CUBANET ... CUBANEWS

March 31, 2000



Cuba's human rights abuses

Editorial. Published Friday, March 31, 2000, in the Miami Herald.

Trying to hide behind a boy

Visitors to Geneva, where the United Nations Human Rights Commission is now meeting, might think that the Elian Gonzalez case falls under its jurisdiction. The city has been plastered with posters depicting the boy as if he were a prisoner behind bars. In fact, the posters -- hung by the Cuban delegation -- represent a crass move by Cuba's totalitarian regime to use the 6-year-old to divert attention from its countless violations of fundamental human rights, including its harshest crackdown on dissent in a decade.

The United Nations commissioners mustn't be deceived when they consider a resolution -- commendably offered by the Czech Republic and Poland -- branding Cuba as the human-rights abuser that it is. Recently, the New York-based Committee to Protect Journalists said of Cuba: ``Castro represses independent journalists to the point of extinction, forcing them to flee the country to avoid detention and arrest seemingly for even thinking about covering a trial of dissidents or a public demonstration that would reflect unfavorably on his complete control.''

All told, some 40 of Cuba's 100 independent journalists were detained for brief periods last year. At least 10 were harassed into exile. Four remain in jail on charges ranging from ``dangerousness'' to ``disrespect'' for Castro to ``hoarding.'' They are Bernardo Arevalo Padron, Jesus Joel Diaz Hernandez, Manuel Gonzalez Castellanos and Victor Rolando Arroyo. In its report Attacks on the Press in 1999, the CPJ once again names Cuban dictator Fidel Castro among its top 10 ``Enemies of the Press.''

Add the U.S. State Department's annual human-rights assessment of Cuba, and reports from the Inter American Press Association and Amnesty International, and it is clear there has been no improvement. If anything, the gains made by dissidents and Cuba's church after the Pope's visit in 1998 have eroded.

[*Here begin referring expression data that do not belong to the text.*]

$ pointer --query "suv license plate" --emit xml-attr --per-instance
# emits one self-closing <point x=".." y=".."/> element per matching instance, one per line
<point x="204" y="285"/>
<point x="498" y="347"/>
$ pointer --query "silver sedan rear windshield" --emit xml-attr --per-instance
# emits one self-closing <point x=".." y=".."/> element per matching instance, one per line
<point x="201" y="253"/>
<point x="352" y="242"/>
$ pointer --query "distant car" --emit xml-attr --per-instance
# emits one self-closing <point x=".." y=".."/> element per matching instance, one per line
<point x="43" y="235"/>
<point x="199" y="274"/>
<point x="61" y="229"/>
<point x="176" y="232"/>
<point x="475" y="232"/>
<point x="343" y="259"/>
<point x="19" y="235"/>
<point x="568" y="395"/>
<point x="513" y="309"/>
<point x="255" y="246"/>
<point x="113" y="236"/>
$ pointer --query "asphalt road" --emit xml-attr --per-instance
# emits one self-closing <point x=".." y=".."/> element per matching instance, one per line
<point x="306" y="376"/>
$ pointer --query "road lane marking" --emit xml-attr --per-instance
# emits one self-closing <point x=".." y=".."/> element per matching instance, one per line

The regime systematically targets journalists, along with the much-broader dissident movement. Instead of long, visible prison terms, it now dishes out relentless harassment. This ``low-intensity repression,'' as celebrated independent journalist Raul Rivero has termed it, has astonishingly effective results.

If it is true to its values, the European Union will not only support the resolution condemning Cuba, but it will encourage member countries to sign on as sponsors. Whatever diplomats may think of the Elian case, it mustn't shift attention from the Cuban government's real, systemic and barbaric human-rights abuses.